I believe, actually, a group decision is the wrong way to make a seed investment. A lot of this, um, the picking is instinctual, intuitive. But articulating that to a group is really hard.
I don't believe in the word coaching. I believe in relationship. Leadership, culture, those things can be helped from the outside. But I think the idea that the success of a company is dependent upon outsiders is nonsense.
Where's the seed market in 10 years, guys? What's the discussion then?
Maybe there's less (censored) , but more of it.

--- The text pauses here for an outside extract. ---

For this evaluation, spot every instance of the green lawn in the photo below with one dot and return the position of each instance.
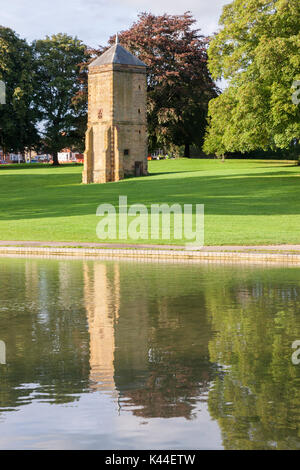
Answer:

I am so excited for this. I've been looking forward to this one for a while. The, the Twitter shitposting, David, has been incredibly entertaining. I feel sorry for Terrance, having to put up with us for this conversation. But first, thank you so much for joining me today.

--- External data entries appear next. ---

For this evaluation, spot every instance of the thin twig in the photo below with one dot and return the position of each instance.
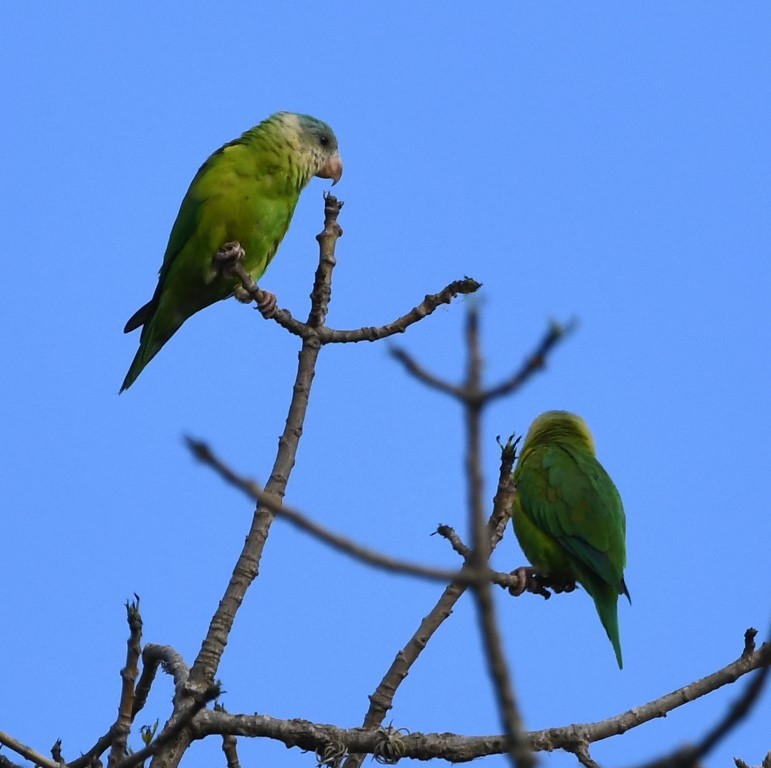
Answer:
(27, 752)
(426, 377)
(382, 698)
(689, 756)
(120, 730)
(338, 542)
(535, 361)
(206, 664)
(518, 750)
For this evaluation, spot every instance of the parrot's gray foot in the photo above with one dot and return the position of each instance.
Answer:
(528, 580)
(228, 256)
(267, 304)
(242, 294)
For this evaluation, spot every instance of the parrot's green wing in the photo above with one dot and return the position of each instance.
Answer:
(568, 515)
(246, 192)
(572, 498)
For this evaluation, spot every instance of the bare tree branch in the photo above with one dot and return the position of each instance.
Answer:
(518, 750)
(535, 362)
(27, 752)
(457, 748)
(382, 698)
(341, 543)
(122, 727)
(690, 755)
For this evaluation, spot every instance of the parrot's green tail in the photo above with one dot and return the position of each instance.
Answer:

Thanks for having me back, Harry.
Thanks for having me. I'm excited to be here.
Now I wanna just start with some intros. So can you first just explain a little bit about who you are, what firm you founded, and then where you focus in particular? Let's start there. And, and Terrance, why don't we start with you, given the fact David's done this twice before? (laughs)

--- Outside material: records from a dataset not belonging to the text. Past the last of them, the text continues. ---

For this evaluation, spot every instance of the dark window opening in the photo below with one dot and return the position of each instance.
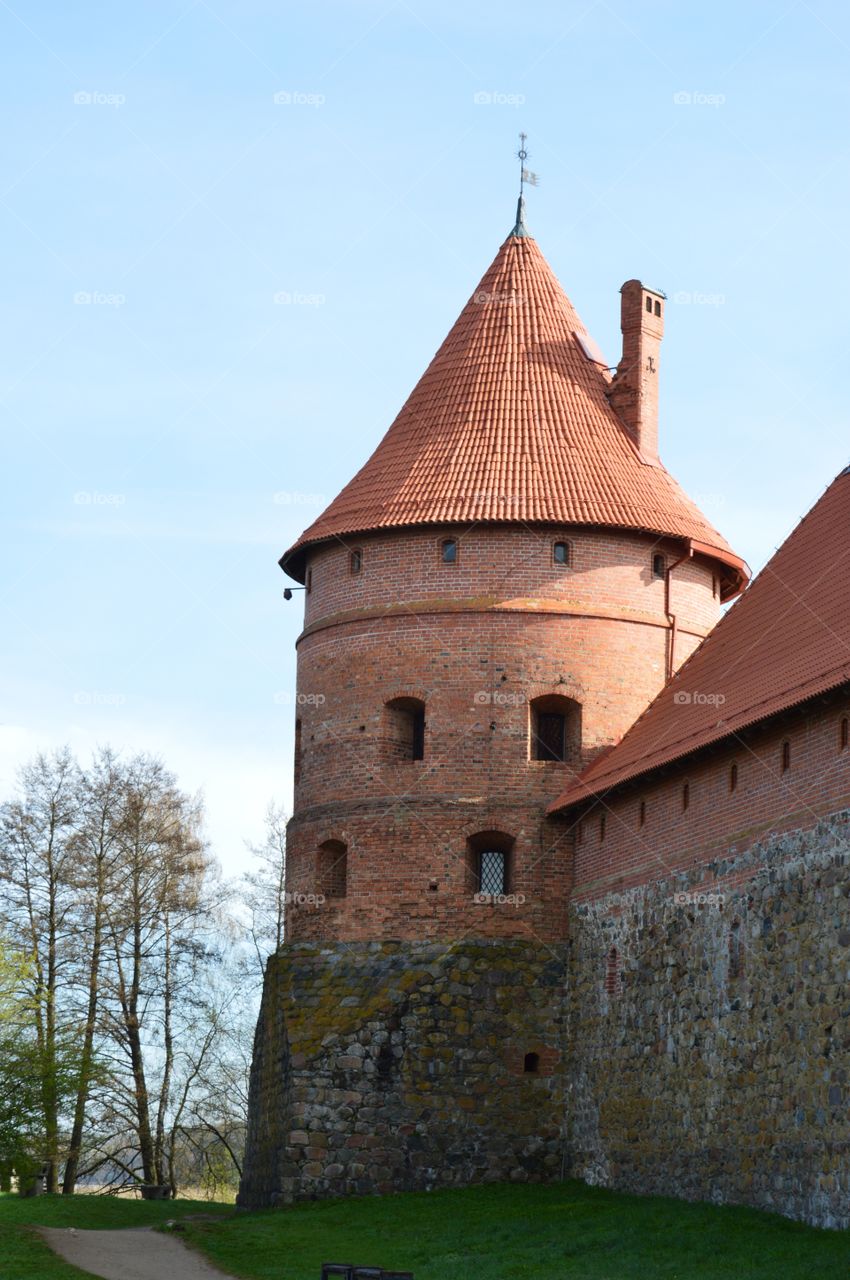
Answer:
(612, 972)
(551, 736)
(735, 951)
(333, 868)
(297, 754)
(554, 728)
(405, 730)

Sure. So hello, my name's Terrance. I'm a seed investor. Um, I've been fortunate over the past 10 to 15 years to back some incredible founders, um, at their earliest stages. Figma, Notion, Hugging Face, uh, Vanta, Robinhood, um, Patreon, Front, just, just to name a few. Started off my tech career originally at, at Google. I was there '05 to, to '10. I did various product development, product marketing roles. Um, and then started professionally investing in 2010. I, I joined, um, Index Ventures, actually joined over in London, and led and managed the seed practice for them for seven years. Incredible experience. Did that both in, um, both in, uh, in London for a short stint, and then in San Francisco. We did incredible work. Super proud of it. Um, and, you know, part of my role there, I was fortunate to give, you know, they gave me a lot of rope to innovate. And one of the, one of the things I innovated it on was actually giving capital to founders to invest. And so I incubated a fund, um, for them, um, which later was the genesis, um, for Otherwise. So Otherwise is the fund that I invest out of. The model is w- we give capital to, um, a, a network of top founders and they discreetly make multi-stage investments. Uh, actually venture investments, primarily it's seed. Don't publicly talk about the fund or the strategy, so I'm gonna hold to that. But I'm really happy to talk about my own, you know, investing experience and, and, and kinda journeys. Yeah, in terms of investing, I write two 150K checks. I do mostly, mostly seed, but I do some later stage investment. I'm sector agnostic, um, but do mostly applications and, um, yeah, really try to support, um, amazing founders.